Apostolos Georgiou. Painting

Athens Conservatoire

As painting of the “private vision” one is tempted to describe Apostolos Georgiou’s anthropocentric work, drawing a parallel between the poetry of his generation of the 80s, in the much discussed term. It is a painting of a retreat to the individual, narrative and enigmatic in its laconic ellipticality, which illustrates small stories, speaks of the mythologies of the daily life, reveals existential situations of human vulnerability and weakness, failure and emotional breakdown, opening up the private realm to public view, to the others’ gaze.
The artist’s tender and at the same time sarcastic stories, in a time when, at least for the past two decades, the art of the intimate sphere has come to the international artistic foreground, go beyond a solitary confinement in their autobiographical, or not, self-sufficiency.
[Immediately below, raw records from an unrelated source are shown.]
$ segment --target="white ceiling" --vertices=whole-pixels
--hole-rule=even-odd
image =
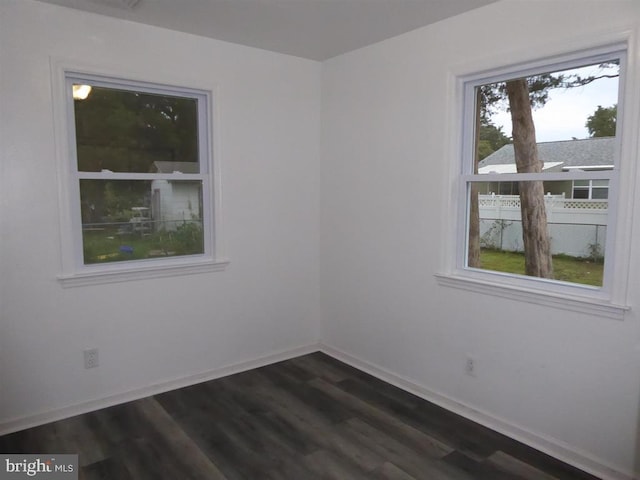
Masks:
[[[496,0],[40,1],[326,60]]]

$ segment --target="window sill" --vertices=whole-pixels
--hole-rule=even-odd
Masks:
[[[606,300],[566,294],[555,294],[541,290],[525,289],[518,286],[490,282],[455,274],[436,274],[439,285],[458,288],[495,297],[508,298],[536,305],[544,305],[572,312],[586,313],[597,317],[624,320],[628,306],[615,305]]]
[[[105,283],[127,282],[130,280],[146,280],[150,278],[220,272],[225,270],[227,265],[229,265],[228,261],[206,261],[189,264],[136,267],[126,270],[100,270],[59,275],[58,281],[64,288],[83,287],[86,285],[101,285]]]

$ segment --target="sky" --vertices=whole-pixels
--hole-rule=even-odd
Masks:
[[[598,66],[568,70],[565,73],[597,75]],[[606,73],[612,73],[608,71]],[[587,117],[596,111],[598,105],[603,108],[618,103],[618,78],[603,78],[592,83],[569,89],[553,89],[549,93],[547,103],[533,111],[538,142],[571,140],[572,138],[588,138],[589,131],[585,127]],[[511,117],[509,112],[500,111],[491,116],[496,126],[511,136]]]

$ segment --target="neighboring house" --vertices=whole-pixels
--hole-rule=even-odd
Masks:
[[[613,168],[614,137],[538,144],[543,171]],[[516,173],[513,145],[505,145],[478,164],[481,174]],[[494,177],[495,178],[495,177]],[[604,252],[609,195],[608,180],[544,182],[547,224],[554,254],[593,257]],[[518,182],[480,185],[480,235],[483,246],[522,251]]]
[[[157,173],[198,173],[196,162],[153,162]],[[153,180],[151,182],[151,218],[156,230],[175,230],[186,222],[201,221],[200,182],[189,180]]]
[[[538,156],[544,162],[543,171],[611,170],[615,137],[585,138],[560,142],[538,143]],[[505,145],[478,164],[478,173],[515,173],[513,145]],[[480,193],[517,195],[517,182],[487,182]],[[576,180],[545,182],[545,192],[565,198],[606,199],[607,180]]]

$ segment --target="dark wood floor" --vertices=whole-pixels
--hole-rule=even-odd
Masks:
[[[321,353],[0,437],[81,479],[595,479]]]

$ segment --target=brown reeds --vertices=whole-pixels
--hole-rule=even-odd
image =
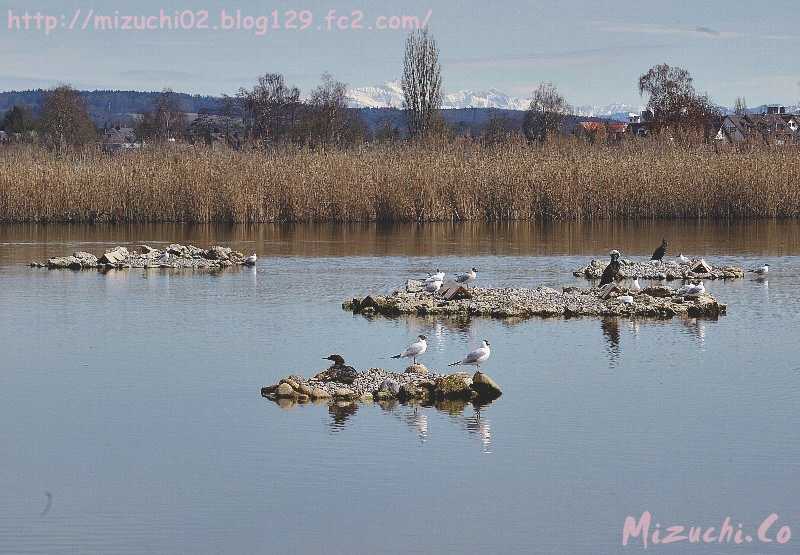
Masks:
[[[796,148],[648,141],[116,155],[0,147],[0,222],[796,218]]]

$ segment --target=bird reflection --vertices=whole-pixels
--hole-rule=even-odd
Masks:
[[[466,419],[467,432],[478,436],[484,453],[492,452],[492,423],[481,418],[481,408],[475,407],[475,414]]]
[[[608,361],[611,367],[616,366],[617,359],[619,358],[619,319],[618,318],[603,318],[600,322],[600,328],[603,330],[603,335],[608,342]]]
[[[702,318],[687,318],[682,320],[683,325],[688,332],[695,336],[698,342],[702,345],[706,340],[706,322]]]
[[[328,414],[331,415],[331,431],[339,432],[344,429],[345,424],[358,412],[358,403],[333,401],[328,405]]]

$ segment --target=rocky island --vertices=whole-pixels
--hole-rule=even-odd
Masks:
[[[654,286],[639,292],[614,285],[611,288],[550,287],[460,289],[451,298],[428,293],[420,282],[389,295],[367,295],[345,301],[342,308],[365,316],[382,314],[487,316],[492,318],[623,316],[623,317],[717,317],[727,306],[712,295],[688,295],[679,289]]]
[[[47,263],[31,262],[35,268],[70,270],[111,270],[127,268],[177,268],[218,269],[231,266],[252,265],[253,257],[245,256],[228,247],[213,246],[202,249],[194,245],[172,244],[162,250],[148,245],[108,249],[100,256],[88,252],[74,252],[71,256],[50,258]]]
[[[703,259],[688,262],[621,259],[619,276],[623,279],[692,280],[692,279],[742,279],[744,269],[736,266],[712,266]],[[607,260],[592,260],[572,274],[575,277],[600,279],[608,266]]]
[[[331,366],[312,378],[289,375],[261,388],[261,395],[276,402],[371,402],[434,404],[442,401],[488,403],[502,394],[500,386],[483,372],[438,374],[422,364],[398,373],[382,368],[358,372],[350,366]]]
They presuppose our exterior gaze in order to impose their introversion, seeking an encounter and a communication with the “outside” world, and mobilizing our emotion and critical smile.

Having as a starting point the private universe of a male, for the most part, humanity, Apostolos Georgiou’s painting becomes a field of critical reinvestigation and redefinition of love relationships and identities, gender and social roles. Through the unfolding of subjectivity, where alterity and difference seek their own space, we are allowed to rethink the fragile certainties and to accept the other side, of ourselves and of the others.